Moreover, our report shows that the idea that only “excess males” will be hunted for trophies is a misnomer. First, it is doubtful that there is such a thing as “excess males” in free-roaming elephant populations. In a country that is trying to diversify the gene pool of elephants across all our reserves, the APNR alone is removing 47 of them per year. Second, hunters are after trophies of animals in their prime. This highlights a governance problem with the industry, in that many lions and leopards are shot below the stipulated age of six years.

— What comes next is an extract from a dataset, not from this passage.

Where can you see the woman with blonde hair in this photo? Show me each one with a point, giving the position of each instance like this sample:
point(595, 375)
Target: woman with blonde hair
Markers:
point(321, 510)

From a purely economic governance perspective, the state’s own ‘sustainable use’ model would require that a ‘Maximum Sustainable Yield’ be established from which to determine a quota of animals that can technically be removed without impairing population growth. Such a number cannot simply be derived on the basis of ‘stable and growing populations’, as the removal of prime males negatively affects elephant populations in myriad ways. Moreover, leopards are increasingly being persecuted by game farmers breeding plains game intensively for exotic trophies. This does not advance conservation and brings into question whether wildlife ranching is merely producing game numbers instead of truly advancing conservation.
The GGA report shows that the government’s commitment to trophy hunting as a conservation tool on economic grounds is dubious. The opportunity costs are high and typically unaccounted for in this simplistic promotion of a highly extractive hobby. For the government to argue that “hunting is a part of SA heritage and culture” is sleight of hand. To shoot imperilled species such as leopards, rhino and elephants for trophies is, instead, to promote a colonial practice of extraction, hardly an inherited culture.
Finally, the GGA paper states that: “There is next to no evidence that trophy hunting has been, or will be, well governed in South Africa. Even if it was, the fact that the practice may directly undermine other economic activities such as non-consumptive tourism, is a good governance reason to abandon the practice and condemn it.”
Ross Harvey, Director of Research and Programmes at GGA, was the lead author on the report. He was ably supported by the Governance Insights and Analytics team: Chrissy Dube, Monique Bennett and Pranish Desai.